Por otro lado, y antes de meternos en lo exclusivamente zero waste, Rumanía es un país impresionante. También es importante hacer una limpieza mental de vez en cuando y eliminar prejuicios infundados por la sociedad y los medios de comunicación. Como siempre, me baso en mi vida y en mi experiencia para contaros, y yo era la primera que iba con ciertos “prejuicios”, principalmente de si era un país seguro (me siento taaaan paleta diciendo esto, pero es que soy un poco miedosa en general). Es un país muy seguro y sus gentes son.. a ver, encantadores tampoco, jajaja, son un poco secos, pero tienen mucha influencia sajona y supongo que influye el clima..; influída por la guia, pensaba que la comunicación iba a ser difícil, pero nada de nada, en cualquier sitio hablan inglés mejor que yo (y el rumano, principalmente escrito se entiende muy bien); se interesan mucho en saber porqué has ido a conocer Rumanía y en contarte su historia (os animo a leer su historia casi recién salida de una dictadura comunista muy dura con lo que podemos entender mejor el desarrollo y carácter de sus gentes).

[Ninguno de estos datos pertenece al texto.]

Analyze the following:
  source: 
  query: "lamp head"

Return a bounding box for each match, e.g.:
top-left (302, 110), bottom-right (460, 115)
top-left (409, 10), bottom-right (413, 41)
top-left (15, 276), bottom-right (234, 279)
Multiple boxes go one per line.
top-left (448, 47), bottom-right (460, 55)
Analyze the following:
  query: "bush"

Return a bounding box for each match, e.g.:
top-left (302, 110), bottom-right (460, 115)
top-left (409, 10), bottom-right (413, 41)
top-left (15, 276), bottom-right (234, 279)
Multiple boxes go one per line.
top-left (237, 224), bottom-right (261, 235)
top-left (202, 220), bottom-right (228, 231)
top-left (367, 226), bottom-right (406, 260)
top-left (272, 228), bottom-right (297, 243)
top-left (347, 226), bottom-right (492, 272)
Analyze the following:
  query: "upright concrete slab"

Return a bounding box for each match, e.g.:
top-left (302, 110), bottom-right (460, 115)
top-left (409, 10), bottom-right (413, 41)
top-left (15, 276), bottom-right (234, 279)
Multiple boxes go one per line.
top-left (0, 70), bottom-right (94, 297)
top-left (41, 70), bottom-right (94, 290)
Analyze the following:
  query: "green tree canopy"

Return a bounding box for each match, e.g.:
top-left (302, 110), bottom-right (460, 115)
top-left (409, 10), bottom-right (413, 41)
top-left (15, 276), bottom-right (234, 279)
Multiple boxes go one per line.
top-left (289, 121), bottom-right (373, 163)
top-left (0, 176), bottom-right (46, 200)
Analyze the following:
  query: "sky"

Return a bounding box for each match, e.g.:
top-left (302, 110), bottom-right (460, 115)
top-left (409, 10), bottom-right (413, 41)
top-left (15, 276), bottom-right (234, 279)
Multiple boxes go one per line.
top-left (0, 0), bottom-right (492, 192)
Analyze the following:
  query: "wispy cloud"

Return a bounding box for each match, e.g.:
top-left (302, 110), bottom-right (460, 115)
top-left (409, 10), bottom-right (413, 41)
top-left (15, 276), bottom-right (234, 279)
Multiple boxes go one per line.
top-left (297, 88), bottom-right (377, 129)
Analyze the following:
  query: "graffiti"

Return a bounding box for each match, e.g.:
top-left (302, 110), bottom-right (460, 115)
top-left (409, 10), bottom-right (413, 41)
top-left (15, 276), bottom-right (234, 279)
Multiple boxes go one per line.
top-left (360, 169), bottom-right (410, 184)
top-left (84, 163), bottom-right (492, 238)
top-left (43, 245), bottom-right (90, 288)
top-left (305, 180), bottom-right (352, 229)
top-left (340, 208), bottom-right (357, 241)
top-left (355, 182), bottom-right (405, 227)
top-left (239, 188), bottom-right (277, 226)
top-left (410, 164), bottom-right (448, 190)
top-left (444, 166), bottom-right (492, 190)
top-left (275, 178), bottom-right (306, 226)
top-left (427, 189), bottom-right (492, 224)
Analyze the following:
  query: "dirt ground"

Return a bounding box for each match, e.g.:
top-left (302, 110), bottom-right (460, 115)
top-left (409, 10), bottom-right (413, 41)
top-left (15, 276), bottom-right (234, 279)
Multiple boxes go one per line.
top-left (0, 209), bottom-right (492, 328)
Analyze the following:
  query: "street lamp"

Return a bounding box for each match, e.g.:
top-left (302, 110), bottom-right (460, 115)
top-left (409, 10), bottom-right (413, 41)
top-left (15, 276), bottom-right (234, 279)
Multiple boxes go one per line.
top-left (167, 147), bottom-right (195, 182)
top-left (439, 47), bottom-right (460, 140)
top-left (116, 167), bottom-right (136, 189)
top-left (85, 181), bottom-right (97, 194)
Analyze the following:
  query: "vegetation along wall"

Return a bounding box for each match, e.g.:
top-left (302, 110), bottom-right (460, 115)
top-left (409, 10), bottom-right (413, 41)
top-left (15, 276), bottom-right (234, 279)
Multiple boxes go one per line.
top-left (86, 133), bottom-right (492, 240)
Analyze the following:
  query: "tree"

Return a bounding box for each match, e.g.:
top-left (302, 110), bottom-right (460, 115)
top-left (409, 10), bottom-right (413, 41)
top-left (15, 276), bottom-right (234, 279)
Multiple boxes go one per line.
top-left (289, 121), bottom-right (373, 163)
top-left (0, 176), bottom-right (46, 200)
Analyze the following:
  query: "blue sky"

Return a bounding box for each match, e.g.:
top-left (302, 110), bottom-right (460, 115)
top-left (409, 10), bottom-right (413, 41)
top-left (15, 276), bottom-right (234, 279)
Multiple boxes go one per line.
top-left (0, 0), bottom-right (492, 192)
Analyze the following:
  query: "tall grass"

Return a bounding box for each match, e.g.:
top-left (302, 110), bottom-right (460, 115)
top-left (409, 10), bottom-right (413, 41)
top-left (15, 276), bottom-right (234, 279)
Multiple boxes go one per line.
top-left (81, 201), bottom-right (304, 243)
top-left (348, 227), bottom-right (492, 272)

10 “tips” puestos en práctica durante el viaje fáciles de conseguir y que hacen un viaje “intento de zero waste” bastante completito:

1. La maleta cápsula que preparé fue perfecta (y he ido divina todos los días), por lo que la premisa “los por si acaso no exiten, son los padres” la utilizaré en todos mis viajes. Planificando bien, evitas compras innecesarias.

pocas cosas y poco peso

2. El “kit zero waste“, aunque sencillo y escueto, nos ha venido perfectamente. Las bolsitas de papel y de tela han servido para guardar la comida (las escasas veces que nos ha sobrado ya que somos glotones) y para guardar un pan típico con pipas o semillas que comprábamos para desayunar. Es cierto que les sorprendía pero no se oponían a guardarlo en lo que yo les daba, y las veces que no ha podido ser ha sido por tener una cola larguísima detrás y por no entendernos con el idioma, aún así, las bolsitas siempre eran de papel. El café, o lo tomábamos en el sitio en vaso de cristal o lo pedía para tomar alli y lo echaba en mi botella reutilizable. Como no he llevado un vaso típico reutilizable para café, me parecía más complicado decirle que lo echara en la botella directamente. Pero siguiendo este método, no ha habido ni un vaso reutilizable. Si que en dos sitios me han colado dos pajitas (quizás no estuve rápida, pero es que me las han colado en dos cafés, ¿quién pone pajita en un café?). Me las he traído a España para reciclarlas correctamente. Por otro lado, aunque en la mayoría de los sitios había manteles de tela (punto para ellos), las servilletas eran de papel y sí que las he utilizado, no llevaba nada e intuyo que aunque no las utilices, las tiran igualmente al recoger la mesa.

las pajitas que me han colao

3. En los hostales que hemos estado no hemos utilizado ninguna muestra de jabón, champú, ¿de verdad los gorros de ducha aún existen? Todas esas muestras van envueltas en plástico y ni siquiera vas a acabarlas. Además en algunos sitios, tiran la pastilla que has abierto esa mañana y te dejan una nueva (?¿?¿?). Llevábamos gel y champú sólido, perfecto para el avión y para evitar ese desperdicio.

muestras de hotel que no hay que utilizar

4. ¿En tu casa lavas las toallas todos los días? Yo no. Pues en un hotel tampoco debería ser así. Normalmente encuentras este cartel en los baños donde te dicen, que si no es necesario lavar las toallas, las dejes colgadas. Así lo hicimos y al volver… toallas limpias. Como al irnos nos pidieron opinión, les comenté ese detalle.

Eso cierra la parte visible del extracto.